Ho passato tutta la vita a cercare di non diventarlo eppure eccomi qui ad ammetterlo: sono un cliché.
Sono una donna adulta di trentotto anni. Non sono sposata, non ho figli e e vivo da sola. Quella che i più (i meno svegli di solito) definiscono una “zitella”. Sono una donna adulta che ha un lavoro che non è una passione e una passione che non è un lavoro. Ho avuto grandi sogni che sono andati via via rimpicciolendosi…
Sono alla ricerca dell’amore? Direi proprio no. Come tutti i cliché, vivo nella paura di soffrire e quindi evito quello che potrebbe provocare dolore. E l’amore mi ha fatto soffrire, troppo. Mica sarò così cretina da rinfilarmici?
Una volta il cliché alla mia età era essere sposata con figli e mutuo ma i tempi cambiano e così anche i cliché e ora il testimone è passato alle donne come me: single (sempre le zitelle di cui sopra), che non bruciano i reggiseni ma che sono coscienti dei loro diritti, sporadicamente bevitrici, che vivono e si mantengono da sole. Vaghiamo tra confusione e silenzio, alla ricerca di qualcosa che ci scuota dal torpore della quotidianità.

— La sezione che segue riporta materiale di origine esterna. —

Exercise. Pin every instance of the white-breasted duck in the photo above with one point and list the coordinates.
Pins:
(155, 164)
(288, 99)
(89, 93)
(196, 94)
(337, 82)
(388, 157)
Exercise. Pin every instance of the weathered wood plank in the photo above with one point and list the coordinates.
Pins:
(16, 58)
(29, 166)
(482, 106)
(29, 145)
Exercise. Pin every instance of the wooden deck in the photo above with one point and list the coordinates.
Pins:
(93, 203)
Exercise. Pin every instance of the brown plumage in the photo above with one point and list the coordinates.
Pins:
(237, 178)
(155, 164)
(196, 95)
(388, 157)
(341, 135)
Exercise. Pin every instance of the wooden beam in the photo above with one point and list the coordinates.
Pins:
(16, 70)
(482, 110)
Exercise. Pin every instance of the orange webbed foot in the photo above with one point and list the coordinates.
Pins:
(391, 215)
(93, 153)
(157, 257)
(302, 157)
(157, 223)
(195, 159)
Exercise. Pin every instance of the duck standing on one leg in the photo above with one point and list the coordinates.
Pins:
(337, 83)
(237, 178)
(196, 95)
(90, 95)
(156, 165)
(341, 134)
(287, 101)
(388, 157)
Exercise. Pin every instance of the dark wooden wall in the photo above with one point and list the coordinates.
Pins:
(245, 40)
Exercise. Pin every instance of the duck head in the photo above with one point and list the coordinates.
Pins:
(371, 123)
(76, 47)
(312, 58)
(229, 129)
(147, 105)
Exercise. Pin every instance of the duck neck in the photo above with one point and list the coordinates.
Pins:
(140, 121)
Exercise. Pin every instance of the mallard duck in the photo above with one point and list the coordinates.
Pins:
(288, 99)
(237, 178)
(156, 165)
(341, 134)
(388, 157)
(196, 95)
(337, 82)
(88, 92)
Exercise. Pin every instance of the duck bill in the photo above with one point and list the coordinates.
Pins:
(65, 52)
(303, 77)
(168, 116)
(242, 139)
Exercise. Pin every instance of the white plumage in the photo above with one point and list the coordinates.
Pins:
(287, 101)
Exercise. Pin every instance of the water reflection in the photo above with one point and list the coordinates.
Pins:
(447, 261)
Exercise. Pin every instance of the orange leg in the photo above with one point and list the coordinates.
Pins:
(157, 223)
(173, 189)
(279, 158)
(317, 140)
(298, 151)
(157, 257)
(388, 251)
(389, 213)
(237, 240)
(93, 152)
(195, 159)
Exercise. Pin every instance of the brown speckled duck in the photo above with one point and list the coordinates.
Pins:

Forti, audaci, indipendenti ma comunque un cliché. Non dobbiamo avere bisogno di nessuno, è nello statuto del nuveau cliché, dobbiamo cercare noi stesse ma non dobbiamo trovarci in luoghi troppo assurdi. Dobbiamo essere il nostro corso/libro/lifecoach di autoaiuto.
E da “io” sono già passata a un “noi” generico. Tornerò all’ io narrante e infatti, io mi porto il peso di un altro immenso cliché: la scrittrice fallita. Colei che vive nella bruciante sensazione di aver un talento che non può, non sa e forse non deve neanche utilizzare.
Ma non deve essere tutto negativo, sapete. Ho scoperto che, in fondo, essere un cliché non è così terribile come pensavo. Perché di grazia?
E allora perché ce la stai menando con questo articolo? Me lo sono chiesta anch’io, che credete? Sono un cliché dotato di intelligenza e spirito critico. La risposta è: io ho sempre voluto essere un outsider.